Crafting with the Scientific Method

Crafting with the Scientific Method

"It’s amazing what children learn through simple play"

Parents will tell you that their kids pick up things from places that they themselves can’t even remember. There are things my daughter knew—from various animal habitats, predators versus prey, and so many other concepts—way before we ever discussed them together. The latest thing that I’ve noticed in my six-year-old, however, is her using the Scientific Method through crafting.

We haven’t discussed it, mind you; she simply uses it. Her question is always the same: “Can we do X craft?” I always answer yes, and ask her how she wants to do it. She looks around and does her research and comes up with a theory to test. This morning, it was making homemade Zoobles; just an hour ago, it was making dinosaurs.

She would have to do an experiment, of course, to see if these results worked. For the Zoobles, she wanted to wrap up Playdough in tissue paper, then insert it into a balloon.

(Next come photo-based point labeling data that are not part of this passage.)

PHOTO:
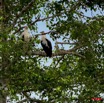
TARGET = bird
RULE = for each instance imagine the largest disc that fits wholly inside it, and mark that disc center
(46, 44)
(26, 35)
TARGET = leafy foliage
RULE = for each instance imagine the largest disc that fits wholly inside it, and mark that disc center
(75, 74)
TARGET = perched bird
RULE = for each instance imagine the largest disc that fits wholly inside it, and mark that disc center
(26, 35)
(46, 44)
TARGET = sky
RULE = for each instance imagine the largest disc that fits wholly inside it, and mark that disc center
(42, 27)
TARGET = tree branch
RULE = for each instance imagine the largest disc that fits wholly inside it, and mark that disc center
(22, 11)
(33, 99)
(59, 53)
(65, 43)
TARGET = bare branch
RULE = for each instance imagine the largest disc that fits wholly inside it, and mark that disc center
(33, 99)
(65, 43)
(59, 53)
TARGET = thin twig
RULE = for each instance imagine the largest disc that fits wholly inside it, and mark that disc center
(22, 11)
(65, 43)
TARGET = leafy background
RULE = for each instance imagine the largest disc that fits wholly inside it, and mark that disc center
(76, 70)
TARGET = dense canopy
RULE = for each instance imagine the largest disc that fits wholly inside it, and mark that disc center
(75, 72)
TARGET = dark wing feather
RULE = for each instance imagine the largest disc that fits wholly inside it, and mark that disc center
(48, 50)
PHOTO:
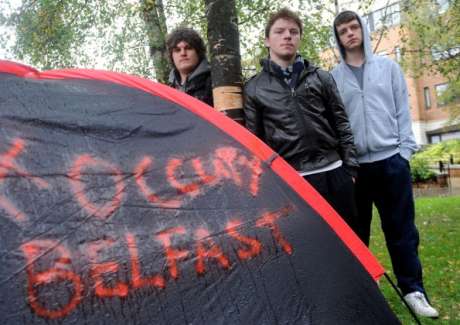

She quickly discovered that the tissue paper didn’t work and subtracted that variable, and her small craft ended up looking quite like a Zooble (though, of course, it wasn’t magnetic and it didn’t pop open!).

She decided to make her dinosaurs this afternoon out of Pistachio shells she’d discarded from her snack. She tried gluing on eyes (lentils) with a glue stick, which did not work quite so well; then she chose wet glue instead. (Next, she wants to bury them in the rest of the lentils and pretend she’s digging for fossils.) And now, she is mixing glitter glue on my desk, attempting to make it change colors. Will it work? I don’t know, but we are going to find out!

I could easily have told her the tissue paper and glue stick would not work. That was obvious for an adult. But letting her discover these things on her own, to draw meaningful conclusions through her crafts and other projects that she will remember and build upon, is one of the greatest gifts I can give her as a mother.

Believe me, she used to get frustrated; she still does sometimes. So if you start to do this with your own children, don’t be surprised if they protest or get mad when something doesn’t work. Just give them the freedom to experiment—the freedom to fail! Tell them it’s okay and they can try something else. If they ask for help, ask them questions back—“What do you think you should use?” My daughter’s favorite question is “How do you want to do this?” It gives her the power over her own project and lets her know that I truly want her opinion.

It’s amazing what children learn through simple play; I have to wonder if this is how all of our well-known inventors started before they finally came up with electricity or the iPod.